There’s a tanker-sized gap in this vision of the Air Force’s future
A recent Mitchell Institute study gives dangerously short shrift to global mobility.
Mike Minihan | March 7, 2025 03:56 PM ET
The debate at this week’s Air & Space Force Association’s Warfare Symposium focused on a plea to President Trump to "Make the Air Force Great Again." In the spirit of a post-mission aircrew debrief, I offer this experienced intervention with the utmost respect for the entire Air Force enterprise. This is a team sport, and the team must improve. Immediate and ruthless self-assessment is essential. Senior leadership, industry partners, and all Airmen must recognize that this moment is consequential. Without drastic shifts in our approach, we will squander a once-in-a-century opportunity to transform the force—and fail to close the capability gap between mobility’s aerial refueling and cargo fleet and the fighter and bomber fleet they support.
Transformation is not tied solely to changes in presidential administrations. During my tenure as commander of Air Mobility Command, we sensed and seized opportunities to aggressively pursue our obligation to better support the Air Force and the Joint Force in conflict and crisis. We rapidly developed new concepts to advance each of our core missions: airlift, aerial refueling, aeromedical evacuation, and enabling ground support.

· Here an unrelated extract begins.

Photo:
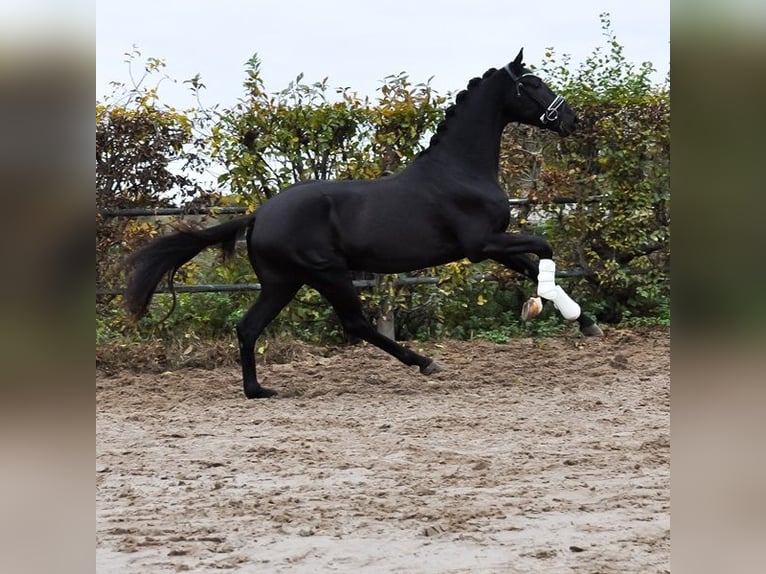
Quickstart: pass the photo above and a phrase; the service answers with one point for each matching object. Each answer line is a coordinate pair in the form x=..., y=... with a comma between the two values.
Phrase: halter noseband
x=551, y=113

We had ample operational data points to inform and guide our improvement efforts: Kabul, Ukraine, Mobility Guardian, Bamboo Eagle, Israel, Gaza, Homeland Defense, border security. All these missions and exercises were executed with a wounded and vulnerable fleet. (See, for example, reports on the KC-46 and C-130H.) We crafted strategy and guidance to inspire alignment, imagination, and action. Most importantly, we expanded beyond comfortable dogma, seeking innovative concepts and technical solutions from America’s brightest industrial minds.